We’ve had the build-up, the hype, the launch... and now the Isle of Man has a 4G mobile network. So what? How might your business benefit?  I have to admit that for my business 4G (also known as LTE) is largely irrelevant, it may accelerate the arrival of email to my phone by a few milliseconds. If you read the newspapers, magazines, or 4G providers websites you’ll be told how wonderful 4G is for personal entertainment such as downloading movies, speeding up Facebook etc., but the benefits for business are poorly articulated.  Despite this a report into 4G adoption in other countries by consultants Arthur D. Little says “47% of early LTE adopters report resultant cost savings, and 39% report increased sales. The creative, hotel and leisure, healthcare, IT and automotive and transport industries have benefited most widely”.


Sales people and visiting executives who do their admin work whilst on the move will be able to get more done during the day instead of waiting until they can connect to the hotel / cafe wi-fi. Accessing their corporate systems away from the office will become faster, more reliable, and more secure. The virtual office will take a giant step forward, changing the way we work.

Property surveyors, service engineers, delivery drivers, emergency responders, site managers and other mobile workers needing to upload photographs to share with colleagues, for condition reports, diagnostics etc., will find 4G a real timesaver which enables real-time collaboration and reduces the need to return to the office. Similarly if they use video conferencing to show office-based colleagues the nature of the problem they’re looking at. Downloading complex technical manuals at the point of need will obviate carrying large quantities of printed reference documentation in the engineer’s van and free up space for more spare parts.

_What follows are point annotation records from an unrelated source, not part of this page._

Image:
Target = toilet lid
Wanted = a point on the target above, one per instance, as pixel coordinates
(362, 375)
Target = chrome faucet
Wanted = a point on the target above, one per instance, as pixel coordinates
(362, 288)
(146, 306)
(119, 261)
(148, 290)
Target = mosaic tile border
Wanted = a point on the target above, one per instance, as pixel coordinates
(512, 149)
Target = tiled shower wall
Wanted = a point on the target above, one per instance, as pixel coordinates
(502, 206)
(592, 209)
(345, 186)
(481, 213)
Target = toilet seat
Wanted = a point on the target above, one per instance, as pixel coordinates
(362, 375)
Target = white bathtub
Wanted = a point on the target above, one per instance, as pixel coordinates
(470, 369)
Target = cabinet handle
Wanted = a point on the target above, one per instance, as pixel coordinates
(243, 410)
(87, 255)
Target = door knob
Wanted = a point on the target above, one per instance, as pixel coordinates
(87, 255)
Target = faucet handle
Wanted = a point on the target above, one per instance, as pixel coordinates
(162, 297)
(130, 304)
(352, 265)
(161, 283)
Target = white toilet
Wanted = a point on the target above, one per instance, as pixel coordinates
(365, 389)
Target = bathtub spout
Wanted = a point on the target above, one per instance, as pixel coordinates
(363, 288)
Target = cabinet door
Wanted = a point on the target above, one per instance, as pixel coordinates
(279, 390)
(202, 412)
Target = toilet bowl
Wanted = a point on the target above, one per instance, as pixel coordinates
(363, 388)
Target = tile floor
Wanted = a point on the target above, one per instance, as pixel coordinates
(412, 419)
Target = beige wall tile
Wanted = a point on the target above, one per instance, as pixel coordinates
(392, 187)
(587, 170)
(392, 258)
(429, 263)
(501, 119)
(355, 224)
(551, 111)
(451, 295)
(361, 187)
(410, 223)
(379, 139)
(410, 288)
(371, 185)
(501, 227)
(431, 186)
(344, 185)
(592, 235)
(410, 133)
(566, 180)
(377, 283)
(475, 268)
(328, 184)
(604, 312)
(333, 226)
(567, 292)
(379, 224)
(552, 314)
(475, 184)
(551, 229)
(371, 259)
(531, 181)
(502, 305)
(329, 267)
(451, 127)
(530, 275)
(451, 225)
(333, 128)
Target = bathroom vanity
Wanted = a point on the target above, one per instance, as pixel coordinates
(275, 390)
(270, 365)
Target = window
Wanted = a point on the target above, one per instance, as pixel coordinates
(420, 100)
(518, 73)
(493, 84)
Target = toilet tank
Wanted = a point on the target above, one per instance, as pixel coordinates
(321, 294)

Pop-up & mobile premises, exhibition stands and ad-hoc displays will be better enabled, depending on the location to have a hard-wired Internet access will be a thing of the past. We'll be able to occupy a new office and start working immediately, without a delay waiting for the Internet to be installed.

4G will provide better access to business systems whilst away from the office. Mobile working will become more efficient and effective as 4G business take-up increases, but the benefits for business don’t stop there.

IT will become simpler and cheaper for the increasing number of companies which have standardised on Virtual Desktops (VDI). 4G makes it easier and more reliable for staff to use their remote desktop away from the office, so they won’t need to create or edit files on their laptops. Some companies using VDI may even abandon traditional laptops for mobile workers and replace them with much cheaper and simpler alternatives such as Chromebooks which make good VDI clients.

4G will create new public advertising options, the ability to deliver large amounts of data to vehicles may mean that we see dynamic ‘posters’ on buses; these would change depending on their location and the time of day so that motorists behind the bus approaching Jaks could find themselves exposed to tempting images of steak & chips, whilst further up the prom they may be shown virtual tours of the Sefton Suites for sale.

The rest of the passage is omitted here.